みをのりだす


JAPANESE NATURALLY/ Mizue Sasaki

    身を乗り出す

木村:彼の話は本当に面白いですね。
鈴木:本当にね。みんな身を乗り出して聞いていますよ。

Mi wo noridasu
Kimura: Kare no hanashi wa hontoo ni omoshiroi desu ne.
Suzuki: Hontoo ni ne. Minna mi wo noridashite kiite imasu yo.

Kimura: He is a realty interesting speaker, isn't he?
Suzuki: Yeah, everyone is totally absorbed.

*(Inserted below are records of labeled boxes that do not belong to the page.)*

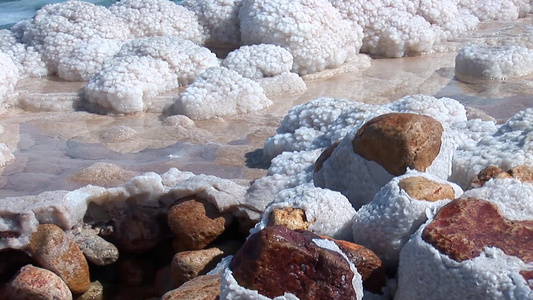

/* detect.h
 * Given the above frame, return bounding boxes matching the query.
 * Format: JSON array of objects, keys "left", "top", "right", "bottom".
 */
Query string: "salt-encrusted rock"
[
  {"left": 171, "top": 241, "right": 242, "bottom": 286},
  {"left": 313, "top": 112, "right": 454, "bottom": 209},
  {"left": 352, "top": 113, "right": 443, "bottom": 176},
  {"left": 73, "top": 229, "right": 118, "bottom": 266},
  {"left": 301, "top": 231, "right": 387, "bottom": 295},
  {"left": 268, "top": 207, "right": 311, "bottom": 230},
  {"left": 0, "top": 265, "right": 72, "bottom": 300},
  {"left": 455, "top": 44, "right": 533, "bottom": 83},
  {"left": 252, "top": 184, "right": 355, "bottom": 240},
  {"left": 470, "top": 166, "right": 511, "bottom": 188},
  {"left": 167, "top": 197, "right": 233, "bottom": 250},
  {"left": 74, "top": 281, "right": 104, "bottom": 300},
  {"left": 30, "top": 224, "right": 91, "bottom": 294},
  {"left": 422, "top": 198, "right": 533, "bottom": 262},
  {"left": 353, "top": 171, "right": 463, "bottom": 273},
  {"left": 395, "top": 178, "right": 533, "bottom": 300},
  {"left": 161, "top": 275, "right": 220, "bottom": 300},
  {"left": 449, "top": 108, "right": 533, "bottom": 188},
  {"left": 229, "top": 226, "right": 362, "bottom": 299}
]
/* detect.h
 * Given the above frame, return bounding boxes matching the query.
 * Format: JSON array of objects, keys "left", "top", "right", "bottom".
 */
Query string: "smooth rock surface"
[
  {"left": 0, "top": 265, "right": 72, "bottom": 300},
  {"left": 352, "top": 113, "right": 444, "bottom": 176},
  {"left": 30, "top": 224, "right": 91, "bottom": 294},
  {"left": 167, "top": 197, "right": 233, "bottom": 250}
]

Mi wo noridasu means to pay attention, to be absorbed, or wrapped up in something.
I have often been in situations where, Omoshiroi kooen ni omowazu mi wo noridashita (Before I knew it, I was totally absorbed in a fascinating lecture). In classes, too, Tanoshii jigyoo ni wa gakusei-tachi ga mi wo noridashite kiite iru (Students get totally wrapped up in enjoyable lessons).
I always feel that lectures, Chooshuu ga mi wo noridashite kiku yoo na kooen wo shinakutewa ikenai (Should try and give lectures that capture their audience's attention).
However, in Japan most lectures speak only for their own satisfaction, without caring whether their listeners are interested or not. Some people are so bad that you find members of their audience not just asleep in front of them, but actually snoring during their lectures. Hajime no uchi wa mi wo noridashite, hanashi wo kiite ita no daga, tochuu kara tsumaranaku narimashita (They were paying attention at the beginning, but somewhere along the way they lost interest).
Kyoo no teema wa hontoo ni omoshirokatta. Mi wo noridashite kiite iru hitotachi ga ookatta no wa, teema ga omoshiroi kara desu ne (Today's theme was interesting. The reason so many people were paying attention was that the subject was interesting).
Today is Christmas Eve, the eve of Christ's birth. Christ was born in a stable, but today I talk about test-tube babies.
In Aldous Huxley's "Brave New World," people are born in test-tubes, and their birthday is the day they come out of the test-tube.
Today, similar kinds of thing are already happening in the world we live in. By experimenting with DNA, scientists are learning how to create new seeds and to eliminate undesirable DNA from the genes of new-born babies.
When I asked the students to think about what will happen to human society in the future, Mi wo noridashite kiite kita (I really got their attention).
I really wonder myself what the answer to that question is. Of course,
only God knows the answer to that, though.

The writer is a professor at Yokohama National University.